PROVIDENCE, R.I. [Brown University] — In a brief paper in the journal Bioinformatics, Brown University researchers describe a new, freely available Web-based program called Spliceman for predicting whether genetic mutations are likely to disrupt the splicing of messenger RNA, potentially leading to disease.
“Spliceman takes a set of DNA sequences with point mutations and computes how likely these single nucleotide variants alter splicing phenotypes,” write co-authors Kian Huat Lim, a graduate student, and William Fairbrother, assistant professor of biology, in an “application note” published in advance online Feb. 10. It will appear in print in April.
Spliceman can be found at fairbrother.biomed.brown.edu/spliceman.
The software is based on research published last year in the Proceedings of the National Academy of Sciences, in which Fairbrother’s group used Spliceman to show that perhaps as many as a third of the disease-causing mutations in the Human Genome Mutation Database do so by causing errant gene splicing.
Splicing of RNA, based on instructions in DNA, is like a film editing process. A gene includes raw footage and instructions on how it should be edited to produce a protein. If the editing instructions are faulty, the scenes extracted from the raw footage may be spliced together in the wrong order or the wrong scenes might be used.
Each of a person’s 20,000 genes has about 20 splice sites. Sequences that regulate splicing often occur close to splice sites, and every possible “word” of DNA letters (e.g. AAA) has a signature distribution around the splice sites. But a mutation creates a new word. For example, an A-to-T mutation could change "AAA" to "ATA." In a normal genome, if AAA encodes proper splicing, its average distance to the nearest splice site will be short and if ATA doesn’t encode proper splicing its distance would be longer. A mutation that changes a word close to splicing sites into one that is typically found far from splicing sites would be of particular concern because it could have a likely adverse effect on splicing.

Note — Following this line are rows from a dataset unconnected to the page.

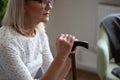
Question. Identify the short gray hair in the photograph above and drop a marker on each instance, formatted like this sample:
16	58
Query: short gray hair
14	16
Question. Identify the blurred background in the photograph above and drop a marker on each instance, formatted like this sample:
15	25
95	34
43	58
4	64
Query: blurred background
80	18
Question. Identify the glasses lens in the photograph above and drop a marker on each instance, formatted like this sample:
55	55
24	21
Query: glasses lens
48	1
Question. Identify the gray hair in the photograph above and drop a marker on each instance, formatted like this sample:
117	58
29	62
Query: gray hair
14	16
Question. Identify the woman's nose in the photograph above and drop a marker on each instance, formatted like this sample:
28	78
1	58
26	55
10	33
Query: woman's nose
48	6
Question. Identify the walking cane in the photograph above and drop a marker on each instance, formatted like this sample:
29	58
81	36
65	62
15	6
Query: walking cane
76	43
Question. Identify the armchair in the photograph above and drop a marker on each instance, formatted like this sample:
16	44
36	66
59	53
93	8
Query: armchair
104	56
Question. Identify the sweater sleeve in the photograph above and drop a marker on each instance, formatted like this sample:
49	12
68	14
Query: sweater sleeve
47	55
13	66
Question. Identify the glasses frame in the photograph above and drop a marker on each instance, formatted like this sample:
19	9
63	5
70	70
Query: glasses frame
44	3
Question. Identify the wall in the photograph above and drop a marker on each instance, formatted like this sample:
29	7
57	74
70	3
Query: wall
79	18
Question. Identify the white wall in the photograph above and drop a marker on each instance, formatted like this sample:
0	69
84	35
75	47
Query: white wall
79	18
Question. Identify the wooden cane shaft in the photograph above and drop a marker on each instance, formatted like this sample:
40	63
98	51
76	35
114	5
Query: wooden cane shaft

“The bigger the distance, the more likely that it affects splicing,” Lim said.
Spliceman makes its predictions about mutations by calculating that distance. It has successfully predicted the known effect of many mutations.
The software has genomic information about 11 species: humans, chimpanzees, rhesus monkeys, mice, rats, dogs, cats, chickens, guinea pigs, frogs, and zebra fish.
Fairbrother said he has already heard from colleagues and medical researchers who have been eager to integrate Spliceman into their efforts.
“I think it will mostly be used by medical geneticists seeking to understand the cause of disease,” he said.
One use of the software, Fairbrother said, will be by a Harvard-based multidisciplinary team led by genetics researcher Shamil Sunyaev in this year’s Children’s Hospital Boston CLARITY challenge.
In the contest, competitors must discover the unknown genetic basis of rare disorders faced by three pediatric patients. Armed with the entire genome sequence of the patients and their parents, Spliceman will be used to interrogate discovered mutations and variants for their ability to disrupt splicing.
The National Institutes of Health has funded Fairbrother’s research.